Mary Baker Eddy described gratitude as "the highest human quality" and "the sum total of all the graces of Spirit" (A10667 and A10572, The Mary Baker Eddy Collection, The Mary Baker Eddy Library). Her writings frequently cite giving thanks as essential to spiritual growth and healing. Mrs. Eddy felt that gratitude was especially required at times of great need. She once admonished, "Under affliction in the very depths, stop and contemplate what you have to be grateful for." And she continued with some examples, "Think of the redemption of mortals, of the waking from all suffering, from sin itself, all the woes it includes, waking from the unreal dream of life in matter to the reality of Life in God, in infinite goodness, blessedness, Love" (A10572). She asks in Science and Health: "Are we really grateful for the good already received? Then we shall avail ourselves of the blessings we have, and thus be fitted to receive more" (p. 3). Even though times of trial can make us feel like we have little to be grateful for, we can always express thanks for these truths about reality, and these radical expressions of gratitude bring healing.

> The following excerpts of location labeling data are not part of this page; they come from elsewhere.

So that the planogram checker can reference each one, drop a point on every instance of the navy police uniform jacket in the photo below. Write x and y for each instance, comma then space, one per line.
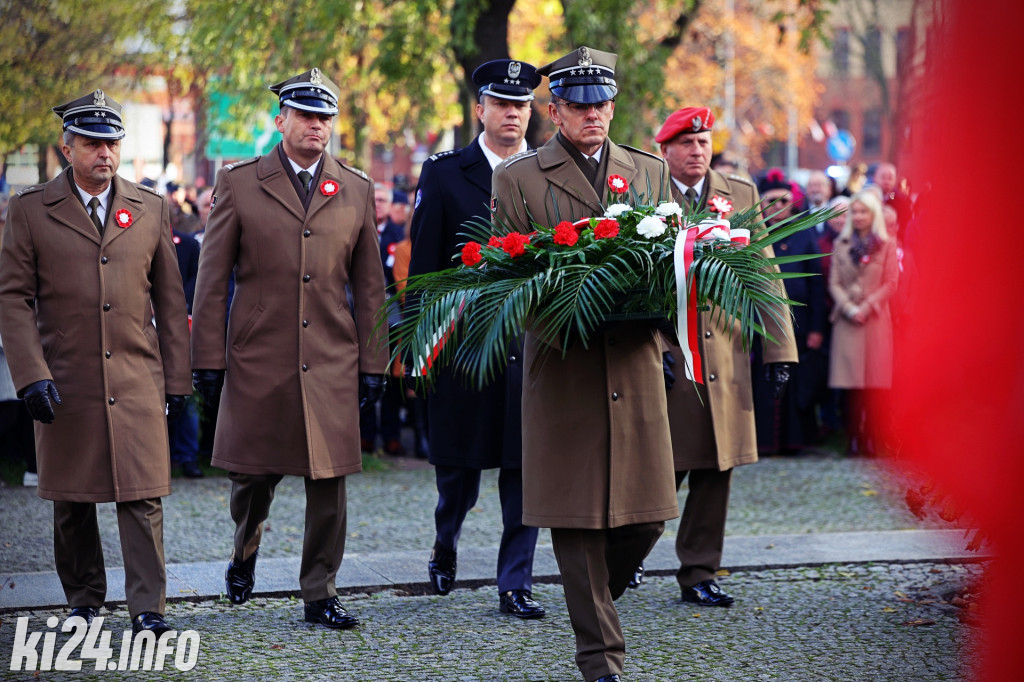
468, 428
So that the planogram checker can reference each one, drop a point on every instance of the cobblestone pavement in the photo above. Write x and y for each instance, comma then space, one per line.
843, 623
393, 509
838, 622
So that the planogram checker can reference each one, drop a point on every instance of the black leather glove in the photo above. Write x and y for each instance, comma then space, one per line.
209, 383
777, 374
38, 396
175, 406
371, 389
668, 361
664, 326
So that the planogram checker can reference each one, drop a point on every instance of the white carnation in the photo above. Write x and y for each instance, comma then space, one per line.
616, 210
650, 227
666, 209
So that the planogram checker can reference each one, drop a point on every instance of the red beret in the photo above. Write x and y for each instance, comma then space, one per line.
691, 119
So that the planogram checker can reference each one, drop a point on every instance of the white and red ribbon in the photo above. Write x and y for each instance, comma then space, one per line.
686, 305
437, 340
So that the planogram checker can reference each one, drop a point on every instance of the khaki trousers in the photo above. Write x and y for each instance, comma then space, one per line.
326, 526
701, 528
596, 566
78, 553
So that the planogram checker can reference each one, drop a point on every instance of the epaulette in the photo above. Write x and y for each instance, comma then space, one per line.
646, 154
356, 171
442, 155
740, 178
239, 164
519, 157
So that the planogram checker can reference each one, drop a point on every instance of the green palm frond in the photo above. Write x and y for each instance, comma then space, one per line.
566, 292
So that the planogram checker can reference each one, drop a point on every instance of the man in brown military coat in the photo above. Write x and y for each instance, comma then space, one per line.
712, 427
299, 355
87, 260
596, 461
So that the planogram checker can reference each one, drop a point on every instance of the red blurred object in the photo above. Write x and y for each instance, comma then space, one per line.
957, 399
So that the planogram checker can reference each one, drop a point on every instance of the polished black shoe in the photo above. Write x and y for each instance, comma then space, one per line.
192, 470
330, 613
520, 604
85, 612
240, 579
150, 621
637, 579
707, 593
441, 569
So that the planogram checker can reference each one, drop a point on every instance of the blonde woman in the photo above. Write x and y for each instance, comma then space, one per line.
861, 281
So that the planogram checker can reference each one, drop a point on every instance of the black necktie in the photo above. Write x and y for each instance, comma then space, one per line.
305, 178
94, 214
691, 199
592, 168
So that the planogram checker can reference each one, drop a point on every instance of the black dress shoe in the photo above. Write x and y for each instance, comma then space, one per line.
240, 579
637, 579
441, 569
707, 593
150, 621
520, 604
192, 470
85, 612
330, 613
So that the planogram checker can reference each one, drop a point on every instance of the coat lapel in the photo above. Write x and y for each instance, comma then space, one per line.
474, 166
66, 208
560, 170
126, 198
273, 179
330, 173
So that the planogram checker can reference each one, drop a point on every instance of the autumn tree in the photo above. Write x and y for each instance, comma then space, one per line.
53, 51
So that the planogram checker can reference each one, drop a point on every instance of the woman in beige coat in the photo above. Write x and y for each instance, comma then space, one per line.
861, 282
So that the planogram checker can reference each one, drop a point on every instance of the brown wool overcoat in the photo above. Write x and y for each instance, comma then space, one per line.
596, 446
293, 346
719, 433
861, 355
79, 309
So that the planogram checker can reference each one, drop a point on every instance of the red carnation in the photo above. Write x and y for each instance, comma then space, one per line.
565, 233
617, 184
606, 229
471, 254
515, 244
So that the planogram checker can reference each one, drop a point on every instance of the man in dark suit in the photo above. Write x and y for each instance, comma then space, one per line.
786, 423
470, 430
712, 423
183, 431
301, 353
87, 265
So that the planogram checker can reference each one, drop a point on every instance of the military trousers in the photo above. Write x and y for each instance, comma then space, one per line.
326, 526
596, 566
78, 554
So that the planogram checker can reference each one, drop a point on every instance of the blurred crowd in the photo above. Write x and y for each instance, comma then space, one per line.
827, 402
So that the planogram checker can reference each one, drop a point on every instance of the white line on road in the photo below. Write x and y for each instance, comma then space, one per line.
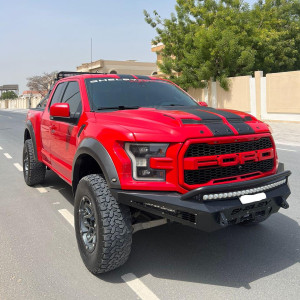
41, 189
19, 167
139, 287
286, 149
67, 215
7, 155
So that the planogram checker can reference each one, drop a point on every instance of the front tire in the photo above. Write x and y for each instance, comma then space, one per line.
34, 171
103, 227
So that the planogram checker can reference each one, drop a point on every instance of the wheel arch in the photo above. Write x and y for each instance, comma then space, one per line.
91, 157
29, 134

It is perhaps not surprising then that Mary Baker Eddy created a special Thanksgiving Day service that includes testimonies of healing. Thanksgiving Day makes its appearance in the Manual of the Mother Church in the Appendix under Order of Services (p. 123) and in this installment of our series on the Manual, we will trace the development of this service.
Mary Baker Eddy held what she called a "thanksgiving service" on November 24, 1878, in the rented Shawmut Baptist Tabernacle Church in Boston. In her sermon she expressed her gratitude for Science and Health's teachings about the omnipresence of God, which was followed by expressions of thanksgiving from the congregation (Reminiscence File of Clara E. Choate, The Mary Baker Eddy Collection).